Ellen stood some time at this viewpoint on the southern peak, and the children gathered around her and John to admire the exquisite beauty of the scene spread out in the fairy dell below them.



"Was there ever anything more beautiful on this earth, Dian?" she asked, in triumphant tones. "There is nothing to hurt or make one afraid in all this holy mountain, is there, John?"



"Hush, Ellie," answered John. "I don't like people to fling the gauntlet in the face of fate with such careless words."



"But, John, did you hear what the President said this morning?"



"Yes, I did. And it chilled my blood to hear him speak so; I have heard him do such a thing only once before. Do you recall how he said, the first year we came here, that he wanted just ten years of quiet and peace and he would ask no odds of anybody."



"I don't remember it, John. I was only eight years old then, you know."

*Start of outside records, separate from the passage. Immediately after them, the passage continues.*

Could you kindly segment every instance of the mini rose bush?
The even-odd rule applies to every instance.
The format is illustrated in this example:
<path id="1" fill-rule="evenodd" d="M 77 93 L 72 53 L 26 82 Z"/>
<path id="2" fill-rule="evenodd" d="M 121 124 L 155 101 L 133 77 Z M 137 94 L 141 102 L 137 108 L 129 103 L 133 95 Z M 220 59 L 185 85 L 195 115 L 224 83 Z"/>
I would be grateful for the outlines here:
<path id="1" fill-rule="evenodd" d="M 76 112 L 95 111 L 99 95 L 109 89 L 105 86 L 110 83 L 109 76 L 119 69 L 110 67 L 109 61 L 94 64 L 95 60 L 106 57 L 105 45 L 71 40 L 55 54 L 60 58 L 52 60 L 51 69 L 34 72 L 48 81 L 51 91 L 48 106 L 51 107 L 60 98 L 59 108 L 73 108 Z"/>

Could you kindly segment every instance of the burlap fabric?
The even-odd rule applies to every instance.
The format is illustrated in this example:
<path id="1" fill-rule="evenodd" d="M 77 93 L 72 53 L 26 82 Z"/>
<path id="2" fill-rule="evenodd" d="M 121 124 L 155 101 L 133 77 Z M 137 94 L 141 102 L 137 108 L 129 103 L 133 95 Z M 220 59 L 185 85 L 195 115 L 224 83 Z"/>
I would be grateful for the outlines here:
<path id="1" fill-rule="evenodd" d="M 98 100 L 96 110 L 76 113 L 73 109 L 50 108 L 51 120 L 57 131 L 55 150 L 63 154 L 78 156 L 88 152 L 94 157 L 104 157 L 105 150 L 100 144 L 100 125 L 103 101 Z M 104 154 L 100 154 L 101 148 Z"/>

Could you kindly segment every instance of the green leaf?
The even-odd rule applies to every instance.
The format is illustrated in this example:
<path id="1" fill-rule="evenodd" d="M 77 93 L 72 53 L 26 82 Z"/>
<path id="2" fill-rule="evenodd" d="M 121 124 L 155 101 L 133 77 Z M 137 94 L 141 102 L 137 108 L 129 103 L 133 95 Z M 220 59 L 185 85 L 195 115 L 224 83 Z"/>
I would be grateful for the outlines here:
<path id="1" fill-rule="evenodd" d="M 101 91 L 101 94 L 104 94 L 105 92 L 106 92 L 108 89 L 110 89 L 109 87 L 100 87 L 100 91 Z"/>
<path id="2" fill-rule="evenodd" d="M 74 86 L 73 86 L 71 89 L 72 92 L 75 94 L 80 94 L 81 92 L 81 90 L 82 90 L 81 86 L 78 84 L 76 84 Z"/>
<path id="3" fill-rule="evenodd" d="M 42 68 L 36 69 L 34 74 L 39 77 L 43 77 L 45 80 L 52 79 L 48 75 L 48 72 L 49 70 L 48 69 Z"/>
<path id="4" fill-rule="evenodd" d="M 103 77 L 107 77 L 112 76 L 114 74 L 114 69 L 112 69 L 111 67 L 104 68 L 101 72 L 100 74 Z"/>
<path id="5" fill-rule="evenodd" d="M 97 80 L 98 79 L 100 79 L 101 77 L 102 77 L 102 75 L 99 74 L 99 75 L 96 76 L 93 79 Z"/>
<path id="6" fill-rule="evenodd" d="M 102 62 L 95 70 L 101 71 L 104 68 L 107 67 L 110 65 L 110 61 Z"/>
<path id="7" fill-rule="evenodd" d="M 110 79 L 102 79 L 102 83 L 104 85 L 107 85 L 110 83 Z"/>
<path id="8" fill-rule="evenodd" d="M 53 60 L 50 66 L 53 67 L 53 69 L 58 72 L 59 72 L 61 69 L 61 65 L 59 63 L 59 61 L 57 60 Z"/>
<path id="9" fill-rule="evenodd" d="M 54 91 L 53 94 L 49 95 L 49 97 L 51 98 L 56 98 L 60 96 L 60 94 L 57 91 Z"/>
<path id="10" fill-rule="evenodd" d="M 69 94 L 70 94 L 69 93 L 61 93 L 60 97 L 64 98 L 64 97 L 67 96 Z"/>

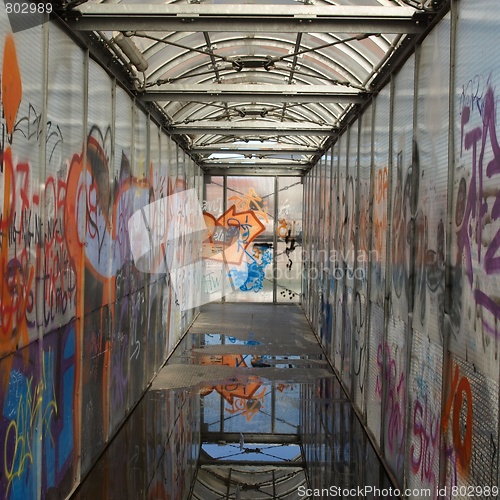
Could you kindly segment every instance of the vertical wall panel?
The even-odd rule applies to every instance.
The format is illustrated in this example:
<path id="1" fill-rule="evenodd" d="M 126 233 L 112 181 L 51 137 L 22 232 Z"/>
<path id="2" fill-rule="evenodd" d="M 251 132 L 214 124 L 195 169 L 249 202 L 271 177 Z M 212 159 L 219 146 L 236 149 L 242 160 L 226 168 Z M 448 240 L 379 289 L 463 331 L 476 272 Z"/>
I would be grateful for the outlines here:
<path id="1" fill-rule="evenodd" d="M 84 56 L 60 30 L 49 33 L 47 139 L 45 150 L 45 244 L 43 245 L 43 327 L 58 327 L 43 342 L 44 408 L 52 408 L 51 439 L 42 445 L 42 496 L 69 493 L 76 481 L 79 439 L 79 371 L 83 322 L 84 217 L 65 217 L 65 202 L 83 166 Z M 75 120 L 73 117 L 80 117 Z M 72 202 L 68 198 L 69 202 Z M 76 200 L 75 200 L 76 201 Z M 80 212 L 80 215 L 81 212 Z M 55 409 L 57 408 L 57 412 Z"/>
<path id="2" fill-rule="evenodd" d="M 417 127 L 412 169 L 418 178 L 414 307 L 409 379 L 408 484 L 439 486 L 445 228 L 448 191 L 450 17 L 423 42 L 418 58 Z"/>
<path id="3" fill-rule="evenodd" d="M 365 412 L 365 384 L 368 341 L 368 279 L 370 257 L 370 195 L 373 107 L 361 116 L 359 139 L 358 240 L 355 270 L 355 300 L 353 305 L 353 397 L 358 409 Z"/>
<path id="4" fill-rule="evenodd" d="M 450 214 L 452 269 L 443 415 L 448 484 L 498 485 L 500 242 L 497 4 L 458 5 L 454 165 Z M 457 385 L 458 381 L 458 385 Z M 462 408 L 457 401 L 464 401 Z M 448 407 L 447 407 L 448 408 Z M 464 432 L 464 426 L 467 432 Z M 496 482 L 495 482 L 496 481 Z"/>
<path id="5" fill-rule="evenodd" d="M 358 182 L 359 182 L 359 120 L 349 127 L 349 149 L 347 153 L 348 174 L 346 183 L 345 244 L 344 244 L 344 320 L 343 335 L 344 347 L 342 354 L 342 374 L 344 383 L 349 391 L 352 390 L 352 350 L 353 320 L 355 302 L 355 283 L 357 270 L 358 245 Z"/>
<path id="6" fill-rule="evenodd" d="M 168 155 L 161 174 L 158 127 L 55 24 L 12 34 L 2 5 L 0 33 L 0 496 L 65 498 L 167 355 L 128 219 Z"/>
<path id="7" fill-rule="evenodd" d="M 45 169 L 40 161 L 40 152 L 45 146 L 42 135 L 45 128 L 44 37 L 41 27 L 29 33 L 9 33 L 3 5 L 0 28 L 0 71 L 4 83 L 0 169 L 0 354 L 4 355 L 36 339 L 38 324 L 43 323 L 44 315 L 52 328 L 63 318 L 55 311 L 55 293 L 50 310 L 51 294 L 37 290 L 37 285 L 41 287 L 42 283 L 36 279 L 38 269 L 45 264 L 40 253 L 45 238 Z M 53 147 L 52 142 L 49 147 Z M 55 229 L 51 235 L 55 235 Z M 56 277 L 54 279 L 57 281 Z M 50 283 L 47 288 L 50 290 Z M 44 294 L 48 307 L 44 307 Z"/>
<path id="8" fill-rule="evenodd" d="M 85 298 L 82 360 L 82 473 L 88 471 L 108 434 L 107 343 L 111 271 L 112 82 L 93 61 L 88 67 L 87 163 L 80 180 L 84 204 Z M 71 183 L 75 180 L 71 179 Z"/>
<path id="9" fill-rule="evenodd" d="M 346 249 L 346 202 L 347 202 L 347 147 L 348 134 L 339 138 L 339 173 L 337 184 L 338 221 L 337 221 L 337 248 L 335 258 L 335 334 L 334 334 L 334 366 L 342 374 L 342 360 L 344 353 L 344 314 L 345 314 L 345 262 Z"/>
<path id="10" fill-rule="evenodd" d="M 389 134 L 391 90 L 385 87 L 377 96 L 373 145 L 373 252 L 369 288 L 369 342 L 367 376 L 367 424 L 376 442 L 381 443 L 382 387 L 385 339 L 385 275 L 387 267 L 387 210 L 389 202 Z"/>
<path id="11" fill-rule="evenodd" d="M 416 186 L 420 181 L 413 165 L 413 101 L 415 57 L 408 59 L 394 82 L 392 130 L 392 213 L 390 231 L 391 293 L 384 355 L 386 385 L 384 408 L 385 456 L 403 484 L 406 438 L 406 390 L 409 366 L 409 312 L 413 291 Z"/>

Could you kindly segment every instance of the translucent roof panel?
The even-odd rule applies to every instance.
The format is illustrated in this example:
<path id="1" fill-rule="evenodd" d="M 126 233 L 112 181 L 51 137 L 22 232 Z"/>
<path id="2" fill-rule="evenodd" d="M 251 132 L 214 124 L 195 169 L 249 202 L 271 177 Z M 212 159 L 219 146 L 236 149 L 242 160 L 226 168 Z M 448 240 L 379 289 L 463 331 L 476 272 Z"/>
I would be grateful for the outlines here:
<path id="1" fill-rule="evenodd" d="M 213 158 L 202 147 L 272 140 L 307 169 L 441 3 L 89 1 L 70 2 L 66 17 L 101 38 L 123 83 L 154 103 L 202 167 Z M 261 163 L 273 172 L 267 152 Z"/>

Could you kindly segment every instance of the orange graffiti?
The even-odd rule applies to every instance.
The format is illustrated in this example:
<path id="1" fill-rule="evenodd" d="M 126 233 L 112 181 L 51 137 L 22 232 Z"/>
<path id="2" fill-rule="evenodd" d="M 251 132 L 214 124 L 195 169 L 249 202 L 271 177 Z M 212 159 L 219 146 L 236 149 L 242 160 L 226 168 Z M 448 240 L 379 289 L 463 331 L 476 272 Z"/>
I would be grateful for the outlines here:
<path id="1" fill-rule="evenodd" d="M 5 167 L 3 214 L 8 222 L 12 218 L 15 189 L 10 148 L 3 153 L 3 163 Z M 23 249 L 21 255 L 16 255 L 9 261 L 8 231 L 5 228 L 0 228 L 2 229 L 0 269 L 3 274 L 0 289 L 0 351 L 2 353 L 29 342 L 26 312 L 33 306 L 34 299 L 31 296 L 31 290 L 35 277 L 34 265 L 30 262 L 27 249 Z"/>
<path id="2" fill-rule="evenodd" d="M 266 229 L 253 210 L 236 212 L 234 205 L 218 219 L 207 212 L 203 217 L 208 229 L 203 257 L 230 264 L 240 264 L 244 250 Z"/>
<path id="3" fill-rule="evenodd" d="M 9 34 L 5 39 L 2 67 L 2 106 L 9 134 L 14 131 L 22 95 L 23 84 L 17 62 L 16 44 L 14 37 Z"/>
<path id="4" fill-rule="evenodd" d="M 200 362 L 202 365 L 248 367 L 241 354 L 202 356 Z M 214 389 L 231 405 L 226 408 L 229 413 L 241 412 L 241 415 L 248 421 L 259 412 L 264 404 L 266 388 L 262 387 L 261 379 L 256 376 L 249 376 L 245 383 L 235 380 L 227 384 L 204 387 L 200 394 L 202 397 L 206 396 Z"/>
<path id="5" fill-rule="evenodd" d="M 269 217 L 267 216 L 267 202 L 260 203 L 262 198 L 257 195 L 253 188 L 243 196 L 234 195 L 228 199 L 228 202 L 234 201 L 234 206 L 239 212 L 244 212 L 247 210 L 252 210 L 257 215 L 260 215 L 266 222 L 269 222 Z"/>
<path id="6" fill-rule="evenodd" d="M 453 371 L 453 362 L 450 364 L 450 393 L 446 400 L 444 408 L 442 428 L 443 434 L 448 431 L 450 416 L 452 417 L 452 436 L 453 447 L 458 458 L 459 469 L 464 474 L 468 474 L 470 462 L 472 459 L 472 430 L 473 430 L 473 411 L 472 411 L 472 390 L 468 378 L 464 375 L 459 381 L 460 371 L 458 365 L 455 365 Z M 463 394 L 467 399 L 467 415 L 465 434 L 462 439 L 460 425 L 460 415 L 462 413 Z M 452 415 L 453 411 L 453 415 Z"/>
<path id="7" fill-rule="evenodd" d="M 387 232 L 387 191 L 389 175 L 387 167 L 380 168 L 374 179 L 373 245 L 376 255 L 382 255 L 383 242 Z"/>

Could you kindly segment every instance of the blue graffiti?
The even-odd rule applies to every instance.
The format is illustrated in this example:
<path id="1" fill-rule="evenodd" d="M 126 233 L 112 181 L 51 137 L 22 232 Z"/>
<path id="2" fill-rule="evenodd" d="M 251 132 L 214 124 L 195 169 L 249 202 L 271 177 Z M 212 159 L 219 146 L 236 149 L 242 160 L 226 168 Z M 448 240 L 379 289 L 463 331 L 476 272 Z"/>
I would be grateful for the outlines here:
<path id="1" fill-rule="evenodd" d="M 248 252 L 246 253 L 248 255 Z M 267 249 L 260 253 L 260 262 L 253 256 L 251 258 L 252 262 L 246 263 L 246 271 L 240 271 L 233 267 L 228 276 L 233 280 L 234 286 L 238 287 L 242 292 L 254 291 L 257 293 L 264 286 L 265 268 L 273 260 L 273 255 L 272 251 Z"/>

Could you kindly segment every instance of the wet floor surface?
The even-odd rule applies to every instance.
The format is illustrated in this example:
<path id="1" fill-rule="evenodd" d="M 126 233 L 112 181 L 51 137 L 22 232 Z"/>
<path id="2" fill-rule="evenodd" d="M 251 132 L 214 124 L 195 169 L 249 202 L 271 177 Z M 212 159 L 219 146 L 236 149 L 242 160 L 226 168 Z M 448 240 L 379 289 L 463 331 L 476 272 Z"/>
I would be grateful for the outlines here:
<path id="1" fill-rule="evenodd" d="M 302 310 L 209 304 L 74 498 L 392 498 L 389 487 Z"/>

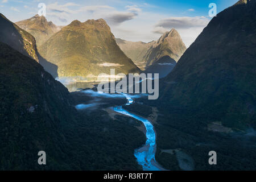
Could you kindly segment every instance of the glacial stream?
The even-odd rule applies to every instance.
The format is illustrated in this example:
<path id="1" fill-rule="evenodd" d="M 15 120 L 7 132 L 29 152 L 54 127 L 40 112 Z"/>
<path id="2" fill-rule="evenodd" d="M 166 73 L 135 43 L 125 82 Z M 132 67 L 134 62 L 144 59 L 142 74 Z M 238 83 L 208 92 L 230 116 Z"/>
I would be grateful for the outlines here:
<path id="1" fill-rule="evenodd" d="M 125 96 L 127 100 L 126 105 L 133 104 L 133 100 L 127 94 L 121 93 Z M 144 146 L 142 147 L 136 149 L 134 151 L 134 156 L 137 159 L 139 164 L 142 166 L 144 171 L 160 171 L 158 168 L 155 159 L 155 133 L 154 130 L 153 125 L 150 122 L 137 115 L 129 113 L 123 109 L 121 106 L 117 106 L 113 108 L 114 111 L 132 117 L 135 119 L 141 121 L 146 127 L 146 136 L 147 140 Z"/>

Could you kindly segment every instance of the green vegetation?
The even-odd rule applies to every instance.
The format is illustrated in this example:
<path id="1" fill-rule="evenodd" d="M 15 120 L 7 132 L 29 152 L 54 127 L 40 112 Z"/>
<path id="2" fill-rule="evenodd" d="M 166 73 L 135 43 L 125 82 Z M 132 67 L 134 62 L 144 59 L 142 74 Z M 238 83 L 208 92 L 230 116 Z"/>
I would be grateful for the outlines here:
<path id="1" fill-rule="evenodd" d="M 38 62 L 35 38 L 0 13 L 0 42 Z"/>
<path id="2" fill-rule="evenodd" d="M 142 68 L 153 64 L 164 56 L 169 56 L 177 62 L 187 48 L 175 29 L 164 33 L 158 41 L 148 43 L 121 39 L 115 40 L 123 52 Z"/>
<path id="3" fill-rule="evenodd" d="M 0 49 L 0 169 L 141 169 L 137 124 L 77 112 L 75 97 L 41 65 L 2 43 Z M 41 150 L 46 166 L 38 164 Z"/>
<path id="4" fill-rule="evenodd" d="M 214 18 L 162 82 L 160 100 L 235 130 L 256 128 L 255 7 L 251 1 Z"/>

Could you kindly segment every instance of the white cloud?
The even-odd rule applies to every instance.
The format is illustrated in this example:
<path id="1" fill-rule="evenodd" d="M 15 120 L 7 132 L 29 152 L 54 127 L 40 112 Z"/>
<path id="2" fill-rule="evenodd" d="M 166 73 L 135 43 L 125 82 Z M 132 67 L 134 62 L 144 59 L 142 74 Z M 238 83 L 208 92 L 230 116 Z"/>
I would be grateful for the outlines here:
<path id="1" fill-rule="evenodd" d="M 123 66 L 123 64 L 107 62 L 101 64 L 98 64 L 98 65 L 101 67 L 119 67 Z"/>
<path id="2" fill-rule="evenodd" d="M 112 25 L 118 25 L 123 22 L 135 18 L 137 14 L 131 12 L 114 12 L 107 15 L 105 19 Z"/>
<path id="3" fill-rule="evenodd" d="M 165 28 L 163 27 L 156 27 L 154 28 L 154 30 L 152 31 L 155 34 L 163 34 L 166 32 L 169 31 L 170 30 L 167 28 Z"/>
<path id="4" fill-rule="evenodd" d="M 138 13 L 142 11 L 142 10 L 140 8 L 138 8 L 137 5 L 126 6 L 125 7 L 127 9 L 127 11 L 130 12 Z"/>

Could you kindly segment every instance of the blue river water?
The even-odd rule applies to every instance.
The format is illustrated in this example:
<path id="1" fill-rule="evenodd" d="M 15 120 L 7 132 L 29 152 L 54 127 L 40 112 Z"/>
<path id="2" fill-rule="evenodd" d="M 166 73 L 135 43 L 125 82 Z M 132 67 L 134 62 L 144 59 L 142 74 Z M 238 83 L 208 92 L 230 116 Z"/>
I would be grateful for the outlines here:
<path id="1" fill-rule="evenodd" d="M 131 105 L 133 103 L 133 99 L 127 94 L 121 93 L 126 97 L 127 103 L 126 105 Z M 123 109 L 122 106 L 117 106 L 113 108 L 114 111 L 117 113 L 126 115 L 141 121 L 144 125 L 146 129 L 146 136 L 147 140 L 145 144 L 140 148 L 136 149 L 134 151 L 134 156 L 137 159 L 139 164 L 142 166 L 144 171 L 160 171 L 154 164 L 156 164 L 155 159 L 155 133 L 153 125 L 151 122 L 140 116 L 132 114 Z M 144 150 L 142 150 L 143 148 Z"/>

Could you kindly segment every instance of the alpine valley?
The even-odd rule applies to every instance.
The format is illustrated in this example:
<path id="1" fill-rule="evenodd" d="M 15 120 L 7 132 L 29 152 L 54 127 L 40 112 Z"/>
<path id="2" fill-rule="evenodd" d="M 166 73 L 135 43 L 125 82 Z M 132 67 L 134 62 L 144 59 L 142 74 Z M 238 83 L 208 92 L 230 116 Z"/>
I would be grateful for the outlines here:
<path id="1" fill-rule="evenodd" d="M 177 1 L 177 13 L 160 1 L 56 2 L 46 18 L 29 15 L 35 1 L 0 2 L 0 170 L 256 169 L 256 0 L 220 3 L 212 18 L 192 16 L 208 13 L 203 3 Z M 158 40 L 139 41 L 159 24 Z M 137 31 L 138 40 L 125 40 Z M 98 76 L 109 85 L 113 69 L 123 74 L 110 85 L 139 85 L 137 92 L 98 90 Z M 125 85 L 135 73 L 142 79 Z M 156 100 L 148 99 L 152 90 Z"/>

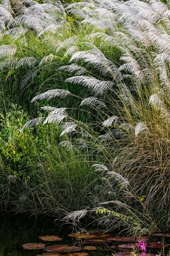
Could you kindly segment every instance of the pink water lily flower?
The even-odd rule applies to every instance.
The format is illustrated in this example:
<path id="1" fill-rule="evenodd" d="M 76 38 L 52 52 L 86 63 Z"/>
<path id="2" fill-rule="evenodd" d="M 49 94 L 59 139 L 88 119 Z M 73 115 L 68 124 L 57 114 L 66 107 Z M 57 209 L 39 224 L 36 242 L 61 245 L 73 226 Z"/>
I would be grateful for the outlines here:
<path id="1" fill-rule="evenodd" d="M 135 244 L 135 245 L 136 246 L 137 248 L 139 250 L 144 252 L 144 253 L 146 253 L 146 246 L 147 244 L 147 243 L 145 243 L 144 241 L 142 241 L 142 242 L 139 242 L 138 244 L 137 243 Z"/>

"True, child, I forgot. It is just ten years this very day since the pioneers entered this valley."



"Oh, John, don't be superstitious. I must not listen to you if you are going to prophesy evil. Come, the children are all going, and we will lose our dinner. But listen once more while I cry 'Hello'," and she cried again "Hello!"



Was it John's fancy, or did he hear afar off a long shuddering echo which clung with sinister repetitions to every distant crag and peak?



"Why, John, what are you listening for? You scare me! I thought you were the bravest of men."



"The bravest men take no chances with fate or men," answered John, resuming his long upward stride beside his companion.



They found the whole party already gathered on the little island which lay in the center of the second lake.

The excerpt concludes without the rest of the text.